Taking into consideration the aspect of unique experience over empty screenplay, “Avatar” did not rank as “300” did with its niche of presentation. Equally in the mode of cruise control of the screenplay, “300” kept me bolted and did not take its seriousness too much. The blood lust and the flesh display turned out to be as it should be taken from the comic book genre of being so. It had a weird appeal of its cartoonish characters and stayed within the strips. “Avatar” has more aspirations than the corporate greedy head Parker Selfridge (Giovanni Ribisi).
4 comments:
I haven't watched Avatar, but as a reviewer when it comes to 300 you always soft pedal the gore, violence and bloodbath in the guise of it being an animated movie.
300 is a dangerous piece of work which establishes a sense of hyperreality which is so violent and ridiculously shallow and it being backed by CG doesn't really vindicate it at all :)..

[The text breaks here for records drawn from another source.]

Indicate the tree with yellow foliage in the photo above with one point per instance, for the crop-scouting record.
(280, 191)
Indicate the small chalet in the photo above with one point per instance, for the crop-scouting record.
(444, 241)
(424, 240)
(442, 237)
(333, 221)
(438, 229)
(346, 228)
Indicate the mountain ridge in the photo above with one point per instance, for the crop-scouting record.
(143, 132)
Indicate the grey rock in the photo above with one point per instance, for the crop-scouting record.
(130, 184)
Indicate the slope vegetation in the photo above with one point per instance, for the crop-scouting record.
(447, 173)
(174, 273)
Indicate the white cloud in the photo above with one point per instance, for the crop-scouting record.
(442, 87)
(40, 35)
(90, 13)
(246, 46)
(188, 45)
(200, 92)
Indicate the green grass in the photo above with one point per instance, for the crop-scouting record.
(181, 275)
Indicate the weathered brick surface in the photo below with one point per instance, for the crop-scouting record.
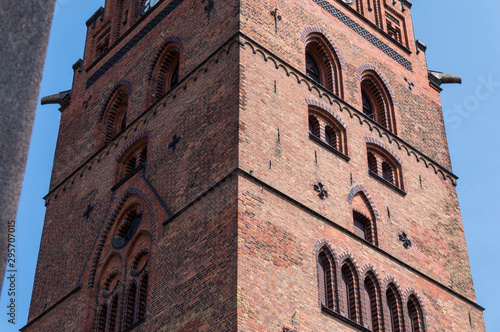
(231, 219)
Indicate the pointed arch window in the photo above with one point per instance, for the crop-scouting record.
(166, 73)
(364, 220)
(416, 315)
(322, 63)
(131, 308)
(314, 127)
(115, 114)
(148, 4)
(394, 309)
(103, 315)
(326, 129)
(131, 161)
(384, 166)
(349, 285)
(377, 103)
(371, 291)
(326, 279)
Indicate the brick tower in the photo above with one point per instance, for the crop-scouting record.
(253, 166)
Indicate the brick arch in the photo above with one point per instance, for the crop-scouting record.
(125, 84)
(314, 103)
(406, 296)
(391, 285)
(366, 68)
(172, 40)
(385, 147)
(321, 49)
(349, 304)
(375, 295)
(131, 142)
(307, 31)
(367, 209)
(328, 296)
(107, 226)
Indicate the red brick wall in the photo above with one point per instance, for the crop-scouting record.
(242, 255)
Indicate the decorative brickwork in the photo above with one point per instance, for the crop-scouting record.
(246, 187)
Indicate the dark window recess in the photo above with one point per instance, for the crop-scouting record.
(369, 302)
(101, 325)
(174, 79)
(367, 106)
(312, 69)
(360, 229)
(143, 296)
(127, 229)
(129, 320)
(113, 313)
(348, 287)
(314, 126)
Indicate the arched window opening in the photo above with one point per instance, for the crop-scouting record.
(127, 227)
(113, 314)
(367, 106)
(331, 137)
(148, 4)
(103, 314)
(326, 128)
(387, 172)
(390, 170)
(322, 63)
(394, 309)
(348, 283)
(167, 72)
(143, 296)
(372, 297)
(362, 227)
(312, 69)
(325, 280)
(372, 163)
(364, 219)
(376, 101)
(314, 126)
(132, 160)
(131, 299)
(416, 315)
(116, 114)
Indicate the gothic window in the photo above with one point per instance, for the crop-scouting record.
(115, 114)
(326, 279)
(131, 308)
(127, 227)
(364, 219)
(113, 314)
(314, 128)
(322, 63)
(371, 292)
(362, 226)
(348, 284)
(312, 69)
(327, 129)
(416, 315)
(376, 101)
(166, 73)
(103, 315)
(394, 309)
(384, 166)
(148, 4)
(372, 162)
(143, 292)
(133, 159)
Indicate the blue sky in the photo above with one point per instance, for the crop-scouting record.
(462, 39)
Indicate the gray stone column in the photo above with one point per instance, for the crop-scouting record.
(24, 34)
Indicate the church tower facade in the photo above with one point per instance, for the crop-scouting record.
(253, 166)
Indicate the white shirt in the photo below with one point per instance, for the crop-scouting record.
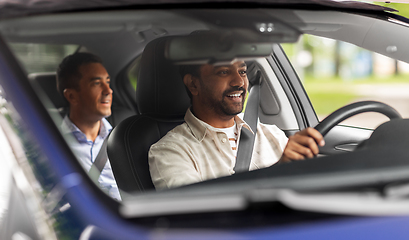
(195, 151)
(86, 151)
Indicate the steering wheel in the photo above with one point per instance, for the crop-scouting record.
(353, 109)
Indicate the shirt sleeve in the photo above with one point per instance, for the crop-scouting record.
(172, 165)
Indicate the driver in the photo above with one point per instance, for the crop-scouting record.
(205, 146)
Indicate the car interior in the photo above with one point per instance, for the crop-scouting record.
(140, 117)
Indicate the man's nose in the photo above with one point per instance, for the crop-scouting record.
(238, 80)
(107, 89)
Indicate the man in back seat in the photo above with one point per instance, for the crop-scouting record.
(204, 147)
(85, 84)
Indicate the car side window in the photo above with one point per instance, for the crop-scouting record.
(37, 58)
(336, 73)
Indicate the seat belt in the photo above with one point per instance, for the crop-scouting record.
(99, 163)
(246, 141)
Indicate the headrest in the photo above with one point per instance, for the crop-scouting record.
(160, 89)
(48, 83)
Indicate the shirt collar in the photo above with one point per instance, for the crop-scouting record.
(199, 128)
(69, 127)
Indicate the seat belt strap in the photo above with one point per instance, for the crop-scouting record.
(246, 141)
(100, 161)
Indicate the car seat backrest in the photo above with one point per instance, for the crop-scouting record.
(162, 101)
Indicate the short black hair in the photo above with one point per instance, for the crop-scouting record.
(194, 70)
(68, 74)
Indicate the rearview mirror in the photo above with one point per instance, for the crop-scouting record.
(230, 39)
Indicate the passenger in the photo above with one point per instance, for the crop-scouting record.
(204, 147)
(84, 82)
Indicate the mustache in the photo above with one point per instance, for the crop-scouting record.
(234, 89)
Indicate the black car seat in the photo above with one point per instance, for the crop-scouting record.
(162, 101)
(47, 83)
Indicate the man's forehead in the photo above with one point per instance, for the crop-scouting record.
(237, 64)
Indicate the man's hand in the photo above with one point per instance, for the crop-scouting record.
(303, 144)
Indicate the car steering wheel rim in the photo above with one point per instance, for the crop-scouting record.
(353, 109)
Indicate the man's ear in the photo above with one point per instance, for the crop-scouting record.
(71, 96)
(192, 84)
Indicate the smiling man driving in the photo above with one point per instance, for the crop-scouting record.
(205, 146)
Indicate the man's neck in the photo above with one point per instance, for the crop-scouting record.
(217, 122)
(90, 128)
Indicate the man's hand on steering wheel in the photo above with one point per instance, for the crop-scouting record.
(302, 145)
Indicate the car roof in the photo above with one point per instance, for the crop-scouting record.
(16, 8)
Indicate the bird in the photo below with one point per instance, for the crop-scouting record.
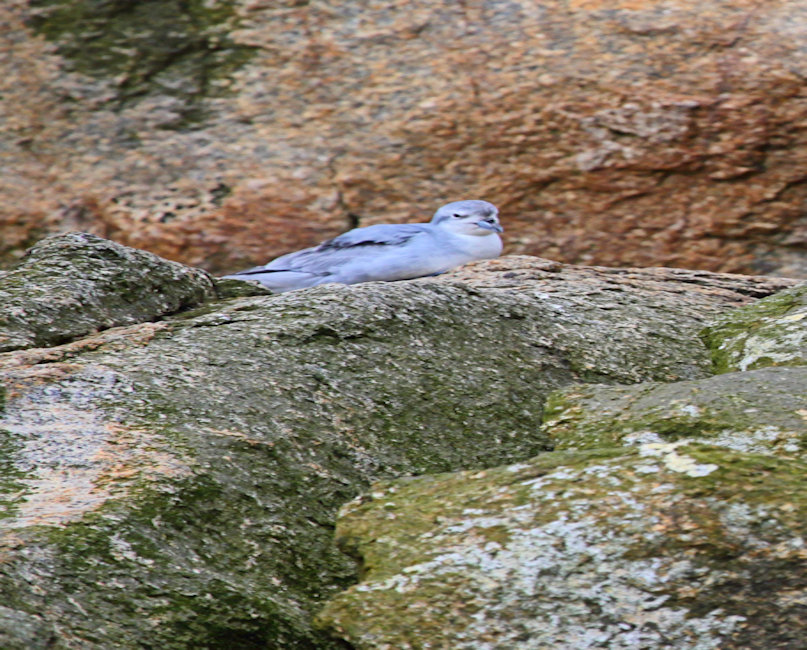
(458, 233)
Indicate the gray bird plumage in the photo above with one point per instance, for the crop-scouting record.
(459, 232)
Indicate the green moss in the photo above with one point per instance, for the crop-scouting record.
(766, 333)
(178, 48)
(11, 487)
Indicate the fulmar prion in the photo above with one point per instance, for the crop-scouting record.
(459, 232)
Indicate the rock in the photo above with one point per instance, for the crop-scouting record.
(668, 515)
(759, 411)
(667, 545)
(629, 133)
(772, 332)
(175, 483)
(71, 285)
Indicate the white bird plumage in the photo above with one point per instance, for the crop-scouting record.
(459, 232)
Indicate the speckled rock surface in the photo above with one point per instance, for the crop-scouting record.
(772, 332)
(667, 515)
(759, 411)
(625, 133)
(667, 545)
(174, 484)
(75, 284)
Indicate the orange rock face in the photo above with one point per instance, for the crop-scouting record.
(626, 133)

I do agree that there appears a double standard in the judging these two films. I can only say that when I wrote those reviews I was honest about what I felt. It would be a stretch to call "300" a dangerous film because how much ever it is violent and gory, it takes a cartoonish approach to it. It does not justify it but purely becomes a projection of certain egoistic culture those times had. Of course that is reading too much into it. Moreover it had some genuinely good dialogues and decent characters. But "Avatar" did not have anything like that. Some how the experience was not good enough in "Avatar" to make it a good movie while "300" did so.
In thinking about your statement, I do acknowledge the fact of difference in perspective of two films but I do not know how to clearly putforth the reason for liking one and not liking the other.
Mat, I definitely wont agree that the violence was dangerous in "300". I would classify "Requiem for a dream" as violent and gore than "300". Not sure if I am influenced by Ashok, but I really like "300" and the violence was more of "cartoon book" one than real flesh & blood we see in war or drug addicts or horror movies!